Friday, November 16, 2012

`It's Just Not the Way I Work'

Reading a poet who lives to age eighty-seven only after his death feels shoddy and disrespectful. I’d heard Jack Gilbert’s name but it floated in the ether of things I don’t know and never pursued. After he died on Tuesday I borrowed his Collected Poems (2012) from the library and spent a couple of hours reviewing a man’s life in the lines he chose to leave behind. Much has been made of Gilbert’s unconventional poet’s life, the way he frequently moved, shunned academia and some of the trappings of the poetry industry, and periodically disappeared from view like Sonny Rollins. I read his Paris Review interview and found things to admire:

“I didn’t want to stay in New York and go to dinners. I was also puzzled by the fact that so many of the established poets didn’t like each other. There’s competition, naturally—and naturally you relate to someone who can promote you. That’s not awful; that’s the way the world works. It’s just not the way I work. But don’t get me wrong, what they’re doing—these meetings where they give each other prizes—I think it’s wonderful.”
The interviewer questions this apparent approval of business as usual among American poets (is he being ironic?), and Gilbert goes on: 

“The people who are famous have earned it; they’ve earned it to an extraordinary degree. They’ve given their lives to it, they’re professionals, they work hard, and they raise families. And they’re very smart, they stay at their desks all the time—they send out everything. They teach, which is not easy. What they do is important, but there’s no way that I would use my life for that.” 

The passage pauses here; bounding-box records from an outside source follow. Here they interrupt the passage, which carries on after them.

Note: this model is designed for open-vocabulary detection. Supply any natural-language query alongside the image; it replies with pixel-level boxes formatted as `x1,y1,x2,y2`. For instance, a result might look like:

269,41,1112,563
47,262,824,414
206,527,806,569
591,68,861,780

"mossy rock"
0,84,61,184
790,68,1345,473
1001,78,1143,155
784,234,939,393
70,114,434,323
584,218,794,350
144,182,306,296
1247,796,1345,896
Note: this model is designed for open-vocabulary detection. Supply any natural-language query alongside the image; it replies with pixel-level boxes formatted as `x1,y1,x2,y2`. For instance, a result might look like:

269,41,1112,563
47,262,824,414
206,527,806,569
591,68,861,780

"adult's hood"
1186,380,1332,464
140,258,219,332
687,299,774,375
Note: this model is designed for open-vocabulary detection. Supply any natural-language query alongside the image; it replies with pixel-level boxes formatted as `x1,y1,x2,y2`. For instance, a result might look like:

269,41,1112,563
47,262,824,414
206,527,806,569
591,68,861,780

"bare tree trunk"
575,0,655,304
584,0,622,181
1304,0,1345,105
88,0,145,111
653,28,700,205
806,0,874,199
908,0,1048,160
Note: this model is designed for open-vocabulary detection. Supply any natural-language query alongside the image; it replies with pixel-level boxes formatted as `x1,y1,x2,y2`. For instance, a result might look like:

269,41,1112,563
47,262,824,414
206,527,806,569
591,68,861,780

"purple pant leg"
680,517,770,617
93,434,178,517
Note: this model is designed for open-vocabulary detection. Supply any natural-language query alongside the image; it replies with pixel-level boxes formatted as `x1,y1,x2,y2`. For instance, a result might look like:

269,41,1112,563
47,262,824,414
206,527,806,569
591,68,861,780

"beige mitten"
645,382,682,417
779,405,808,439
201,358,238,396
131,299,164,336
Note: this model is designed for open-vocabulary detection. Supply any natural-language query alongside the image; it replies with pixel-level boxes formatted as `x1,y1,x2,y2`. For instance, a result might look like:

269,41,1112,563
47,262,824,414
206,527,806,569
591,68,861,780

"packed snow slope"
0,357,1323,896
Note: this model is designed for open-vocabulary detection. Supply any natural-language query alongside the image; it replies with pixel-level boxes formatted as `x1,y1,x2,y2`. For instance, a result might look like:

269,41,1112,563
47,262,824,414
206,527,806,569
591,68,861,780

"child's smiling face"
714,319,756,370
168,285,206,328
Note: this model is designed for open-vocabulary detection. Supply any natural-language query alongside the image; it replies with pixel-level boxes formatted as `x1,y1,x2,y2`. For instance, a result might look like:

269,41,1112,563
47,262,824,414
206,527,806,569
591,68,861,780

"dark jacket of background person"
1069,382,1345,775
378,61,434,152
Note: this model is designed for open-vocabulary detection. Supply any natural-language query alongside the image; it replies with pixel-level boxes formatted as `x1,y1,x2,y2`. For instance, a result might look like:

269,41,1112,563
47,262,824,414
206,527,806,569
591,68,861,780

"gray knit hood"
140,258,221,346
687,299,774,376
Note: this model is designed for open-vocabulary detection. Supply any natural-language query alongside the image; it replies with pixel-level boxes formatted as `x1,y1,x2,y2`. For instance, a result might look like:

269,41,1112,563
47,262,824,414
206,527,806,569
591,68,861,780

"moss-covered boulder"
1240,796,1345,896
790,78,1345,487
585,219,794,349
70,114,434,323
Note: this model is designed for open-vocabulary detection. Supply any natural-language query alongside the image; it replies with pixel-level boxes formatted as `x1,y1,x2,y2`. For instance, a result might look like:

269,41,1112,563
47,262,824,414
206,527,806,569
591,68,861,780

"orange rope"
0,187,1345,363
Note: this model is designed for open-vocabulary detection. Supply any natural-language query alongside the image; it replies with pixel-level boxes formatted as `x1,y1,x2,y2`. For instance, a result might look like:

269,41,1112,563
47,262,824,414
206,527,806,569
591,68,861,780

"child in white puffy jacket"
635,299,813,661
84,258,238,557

I admire Gilbert’s apparent equanimity. Few of us can reject a way of life, or anything else for that matter, without bad-mouthing it. I like his detachment, his ability to separate act from actor, and to praise people whose lives he chooses not to emulate. At least in these matters, Gilbert behaves like a rare grownup. So I wish I could say I was smitten by Gilbert’s poems and that I’d posthumously discovered a new favorite, but that’s not the case. Gilbert’s poems, from early to late, feel slight and casual like notes left on the kitchen counter. Their affect is flat, reminding me of Joan Didion’s prose. They’re bloodless anecdotes, like the small stories we swap with family and friends – sometimes pleasant or amusing, but not really poems. They’re under-developed snapshots, an impression heightened by general formlessness and rhythmic slackness. I understand that he wishes to sound emotionally cool and understated, not to break a sweat or rant. In the Paris Review interview he talks about the centrality of heart to his work, but the vital signs are so faint it’s difficult to detect a beat. Here’s the final poem in the new book, “Convalescing”: 

“I spend the days deciding
on a commemorative poem.
Not, luckily, an epitaph.
A quiet poem
to establish the fact of me.
As one of the incidental faces
In those stone processions,
Carefully done.
Not claiming that I was
at any of the great victories.
But that I volunteered.”


Gary in Nairobi said...

I respect your critique. It helps me in reconsidering mine. What I like about Jack Gilbert is, on reflection, the life more than the words on paper, perhaps. In his case it's hard to separate them, though, in my mind, and perhaps was in his, too.

Steve Abernathy said...

"Shunned academia" is a bit of a myth about Jack. "Shunned a tenured faculty position" is accurate. He lectured often in colleges throughout his life, helped by his friends and admirers in academia.